On Dec. 28, the Times published a lengthy investigative report titled “‘Screams Without Words’: How Hamas Weaponized Sexual Violence on Oct. 7” delving into the alleged rape and sexual violence by members of the Palestinian group against women during the Oct. 7 attack. It included statements from an unidentified paramedic belonging to an Israeli commando unit.
Several media outlets including The Associated Press, CNN and The Washington Post published similar narratives attributed to an anonymous military paramedic.
The Times article cited three alleged victims of sexual assault.
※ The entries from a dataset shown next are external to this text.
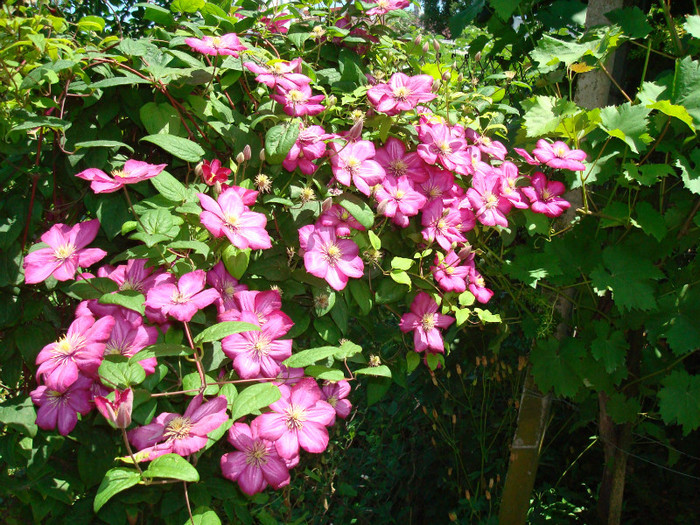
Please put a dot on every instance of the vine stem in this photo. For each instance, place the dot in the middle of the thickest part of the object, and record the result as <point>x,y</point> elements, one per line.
<point>131,452</point>
<point>197,360</point>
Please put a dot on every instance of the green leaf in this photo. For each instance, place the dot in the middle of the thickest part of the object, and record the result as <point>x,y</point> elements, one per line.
<point>690,174</point>
<point>203,516</point>
<point>628,276</point>
<point>102,144</point>
<point>279,140</point>
<point>632,20</point>
<point>375,241</point>
<point>91,23</point>
<point>359,289</point>
<point>324,373</point>
<point>692,25</point>
<point>381,371</point>
<point>627,123</point>
<point>309,357</point>
<point>193,381</point>
<point>556,368</point>
<point>220,330</point>
<point>679,400</point>
<point>130,299</point>
<point>120,373</point>
<point>412,361</point>
<point>172,466</point>
<point>622,409</point>
<point>119,81</point>
<point>161,350</point>
<point>93,288</point>
<point>116,480</point>
<point>358,208</point>
<point>400,263</point>
<point>544,114</point>
<point>504,8</point>
<point>401,278</point>
<point>253,398</point>
<point>160,118</point>
<point>236,260</point>
<point>18,412</point>
<point>178,147</point>
<point>186,6</point>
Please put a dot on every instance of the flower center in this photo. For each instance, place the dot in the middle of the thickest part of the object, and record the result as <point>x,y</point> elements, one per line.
<point>332,254</point>
<point>444,148</point>
<point>64,251</point>
<point>295,417</point>
<point>261,347</point>
<point>398,167</point>
<point>257,455</point>
<point>428,322</point>
<point>401,93</point>
<point>295,97</point>
<point>178,428</point>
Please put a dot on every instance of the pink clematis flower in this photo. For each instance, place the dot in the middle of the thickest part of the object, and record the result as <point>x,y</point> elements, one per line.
<point>180,434</point>
<point>354,162</point>
<point>60,407</point>
<point>332,259</point>
<point>258,353</point>
<point>231,217</point>
<point>489,205</point>
<point>228,44</point>
<point>255,464</point>
<point>399,200</point>
<point>395,161</point>
<point>545,197</point>
<point>213,172</point>
<point>425,322</point>
<point>65,254</point>
<point>298,101</point>
<point>335,394</point>
<point>401,93</point>
<point>224,283</point>
<point>132,172</point>
<point>79,351</point>
<point>449,274</point>
<point>184,299</point>
<point>117,412</point>
<point>559,156</point>
<point>298,419</point>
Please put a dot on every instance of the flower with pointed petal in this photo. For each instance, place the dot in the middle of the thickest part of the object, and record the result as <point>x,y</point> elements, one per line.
<point>66,252</point>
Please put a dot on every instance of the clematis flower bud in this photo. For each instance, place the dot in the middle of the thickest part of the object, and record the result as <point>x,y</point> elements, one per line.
<point>117,412</point>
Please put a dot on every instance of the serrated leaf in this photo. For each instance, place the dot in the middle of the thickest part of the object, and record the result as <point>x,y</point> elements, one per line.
<point>251,399</point>
<point>380,371</point>
<point>279,140</point>
<point>178,147</point>
<point>309,357</point>
<point>556,368</point>
<point>129,299</point>
<point>220,330</point>
<point>172,466</point>
<point>358,208</point>
<point>115,481</point>
<point>324,373</point>
<point>161,350</point>
<point>627,123</point>
<point>679,400</point>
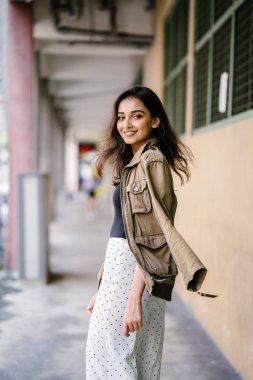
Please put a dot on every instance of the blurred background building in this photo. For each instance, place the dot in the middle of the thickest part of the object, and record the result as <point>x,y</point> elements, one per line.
<point>62,63</point>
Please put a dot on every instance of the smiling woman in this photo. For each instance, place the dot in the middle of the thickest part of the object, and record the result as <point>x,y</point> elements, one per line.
<point>145,251</point>
<point>135,122</point>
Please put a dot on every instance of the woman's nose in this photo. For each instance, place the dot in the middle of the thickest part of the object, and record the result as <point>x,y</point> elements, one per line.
<point>128,123</point>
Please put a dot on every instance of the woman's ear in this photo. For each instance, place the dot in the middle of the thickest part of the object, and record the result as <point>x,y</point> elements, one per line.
<point>155,122</point>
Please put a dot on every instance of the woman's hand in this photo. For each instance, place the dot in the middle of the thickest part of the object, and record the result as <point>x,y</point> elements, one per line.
<point>132,320</point>
<point>91,304</point>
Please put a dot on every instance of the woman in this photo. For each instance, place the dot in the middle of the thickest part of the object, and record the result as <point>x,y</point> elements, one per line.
<point>126,330</point>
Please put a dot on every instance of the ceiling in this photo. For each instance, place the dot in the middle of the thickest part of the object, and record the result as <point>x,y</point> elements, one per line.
<point>89,54</point>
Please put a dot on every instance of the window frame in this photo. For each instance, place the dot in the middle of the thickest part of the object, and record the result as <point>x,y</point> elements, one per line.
<point>208,38</point>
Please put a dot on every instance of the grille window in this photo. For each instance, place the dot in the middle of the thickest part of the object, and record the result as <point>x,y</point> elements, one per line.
<point>221,55</point>
<point>201,77</point>
<point>223,71</point>
<point>203,18</point>
<point>243,61</point>
<point>220,7</point>
<point>176,40</point>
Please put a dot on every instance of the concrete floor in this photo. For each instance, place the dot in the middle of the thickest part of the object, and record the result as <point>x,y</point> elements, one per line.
<point>43,328</point>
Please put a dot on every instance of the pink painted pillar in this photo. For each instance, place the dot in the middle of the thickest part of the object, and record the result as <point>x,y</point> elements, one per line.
<point>19,91</point>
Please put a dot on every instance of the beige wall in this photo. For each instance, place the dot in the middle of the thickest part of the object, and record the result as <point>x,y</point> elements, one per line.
<point>215,215</point>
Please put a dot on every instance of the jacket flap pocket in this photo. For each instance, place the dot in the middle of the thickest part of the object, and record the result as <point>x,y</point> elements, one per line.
<point>137,186</point>
<point>151,241</point>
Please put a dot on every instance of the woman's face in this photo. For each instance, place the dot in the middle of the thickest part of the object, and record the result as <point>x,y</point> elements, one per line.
<point>135,123</point>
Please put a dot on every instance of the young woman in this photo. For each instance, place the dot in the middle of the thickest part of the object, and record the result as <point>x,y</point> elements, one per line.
<point>126,330</point>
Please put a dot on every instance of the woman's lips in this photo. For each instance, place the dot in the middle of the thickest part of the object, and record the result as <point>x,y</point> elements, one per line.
<point>129,133</point>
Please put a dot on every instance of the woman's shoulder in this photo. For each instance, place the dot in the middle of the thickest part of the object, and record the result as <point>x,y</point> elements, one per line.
<point>153,153</point>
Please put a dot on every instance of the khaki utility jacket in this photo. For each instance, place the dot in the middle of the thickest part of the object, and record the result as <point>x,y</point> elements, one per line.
<point>148,206</point>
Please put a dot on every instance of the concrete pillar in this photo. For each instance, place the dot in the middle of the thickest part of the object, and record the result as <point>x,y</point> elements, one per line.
<point>51,140</point>
<point>19,113</point>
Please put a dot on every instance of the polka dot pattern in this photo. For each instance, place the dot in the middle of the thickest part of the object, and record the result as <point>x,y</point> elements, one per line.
<point>109,354</point>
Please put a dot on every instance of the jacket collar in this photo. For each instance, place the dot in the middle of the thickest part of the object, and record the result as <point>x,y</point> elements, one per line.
<point>137,157</point>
Two of them, from Kibbutz Be’eri, were described with enough detail to potentially identify them as sisters, with the last name Sharabi, aged 13 and 16.
Michal Paikin, a spokesperson for Kibbutz Be'eri, categorically rejected the allegations about the sisters, saying that while they were shot, they were not subjected to sexual abuse.
“You’re talking about the Sharabi girls?” she told The Intercept. “No, they…were shot and were not subjected to sexual abuse.”
Further undermining the credibility of the allegations, Paikin called into question the reliability of testimony by an Israeli special forces paramedic, a primary source for the Times article.
“It’s not true,” she said, referring to the paramedic’s claims about the girls. “They were not sexually abused.”
According to the latest report by The New York Times, residents of the kibbutz commented on the newly surfaced video footage and said that only one home in Kibbutz Be'eri housed the two teenage girls who were killed, leading them to dismiss claims of sexual assault.
The report also included remarks from Nili Bar Sinai, a member of the kibbutz group investigating the allegations, saying “this story is false.”